Each entry is checked against the inclusion criteria before it appears. New entries are not added automatically. The value of the corpus depends on this not changing.
The underlying data is open source. Mistakes can be seen, reported, and fixed in public. Review intervals and inclusion criteria are documented so that readers can evaluate the freshness of any given entry.
Each entity type has its own criteria. All of the following must be true for an entry to be included — not some.
OSSPath currently tracks seven entity types. Each has its own archive page, inclusion criteria, and review cadence.
- Repositories →Open-source Rust projects from GitHub, indexed by stars, activity, license, and dependency graph.
- Organizations →Companies and teams with a public GitHub presence and meaningful Rust open-source output.
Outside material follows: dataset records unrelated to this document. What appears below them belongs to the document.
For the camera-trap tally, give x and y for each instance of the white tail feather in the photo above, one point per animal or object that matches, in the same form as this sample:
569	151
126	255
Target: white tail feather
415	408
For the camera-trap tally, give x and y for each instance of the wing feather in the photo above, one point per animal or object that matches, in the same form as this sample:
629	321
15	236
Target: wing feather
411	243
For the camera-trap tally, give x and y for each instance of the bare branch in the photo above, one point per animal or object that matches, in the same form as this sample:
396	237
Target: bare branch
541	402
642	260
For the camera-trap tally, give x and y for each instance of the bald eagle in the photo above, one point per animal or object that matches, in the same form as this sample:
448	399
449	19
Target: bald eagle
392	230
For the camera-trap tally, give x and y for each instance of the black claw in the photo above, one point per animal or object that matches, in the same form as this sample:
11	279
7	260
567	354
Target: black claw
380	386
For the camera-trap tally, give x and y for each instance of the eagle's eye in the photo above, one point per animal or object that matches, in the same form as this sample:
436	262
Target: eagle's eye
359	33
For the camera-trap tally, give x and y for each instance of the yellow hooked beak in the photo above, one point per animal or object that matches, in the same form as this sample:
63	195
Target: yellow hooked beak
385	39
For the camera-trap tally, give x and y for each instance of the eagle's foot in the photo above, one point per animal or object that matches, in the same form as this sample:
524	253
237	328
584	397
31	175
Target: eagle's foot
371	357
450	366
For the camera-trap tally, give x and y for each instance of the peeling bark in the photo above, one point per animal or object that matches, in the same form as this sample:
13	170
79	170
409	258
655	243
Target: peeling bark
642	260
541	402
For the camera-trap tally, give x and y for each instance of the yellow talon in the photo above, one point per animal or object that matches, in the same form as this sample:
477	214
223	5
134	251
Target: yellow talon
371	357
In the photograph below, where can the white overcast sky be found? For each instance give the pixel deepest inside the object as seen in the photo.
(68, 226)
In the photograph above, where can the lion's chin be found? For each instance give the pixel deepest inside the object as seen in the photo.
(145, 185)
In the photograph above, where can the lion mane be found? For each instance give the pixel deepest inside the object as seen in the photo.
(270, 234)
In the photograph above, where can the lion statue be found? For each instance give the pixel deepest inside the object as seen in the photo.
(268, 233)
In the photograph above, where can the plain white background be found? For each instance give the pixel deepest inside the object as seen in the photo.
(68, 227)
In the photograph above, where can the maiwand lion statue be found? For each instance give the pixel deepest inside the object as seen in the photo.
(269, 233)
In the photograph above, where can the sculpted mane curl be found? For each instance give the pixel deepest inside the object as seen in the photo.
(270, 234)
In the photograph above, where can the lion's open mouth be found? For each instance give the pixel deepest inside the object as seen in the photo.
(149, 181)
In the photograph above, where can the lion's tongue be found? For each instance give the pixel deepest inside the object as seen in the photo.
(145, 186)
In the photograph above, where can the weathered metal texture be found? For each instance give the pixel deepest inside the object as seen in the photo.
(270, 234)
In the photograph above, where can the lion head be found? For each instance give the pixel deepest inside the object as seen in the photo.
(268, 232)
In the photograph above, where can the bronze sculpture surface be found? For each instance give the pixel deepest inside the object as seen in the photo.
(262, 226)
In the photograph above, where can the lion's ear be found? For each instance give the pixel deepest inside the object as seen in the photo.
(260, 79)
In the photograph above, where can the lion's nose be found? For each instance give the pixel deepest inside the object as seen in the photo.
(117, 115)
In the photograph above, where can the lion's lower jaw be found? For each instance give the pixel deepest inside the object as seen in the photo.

- Funding programs →Grants, fellowships, and sponsorships from the Rust Foundation, NLnet, Sovereign Tech Fund, and others.
- Funders →The foundations and institutions that run funding programs.
- Jobs →Remote Rust engineering roles, manually reviewed.
- Community →Newsletters, forums, podcasts, and working-group channels.
- Ecosystems →Domain groupings derived from dependency graph analysis — 11 domains currently tracked.
Dependency pages (/deps) and topic pages (/topics) are derived views over the repository corpus rather than independently curated entity types. Events are tracked separately at /events.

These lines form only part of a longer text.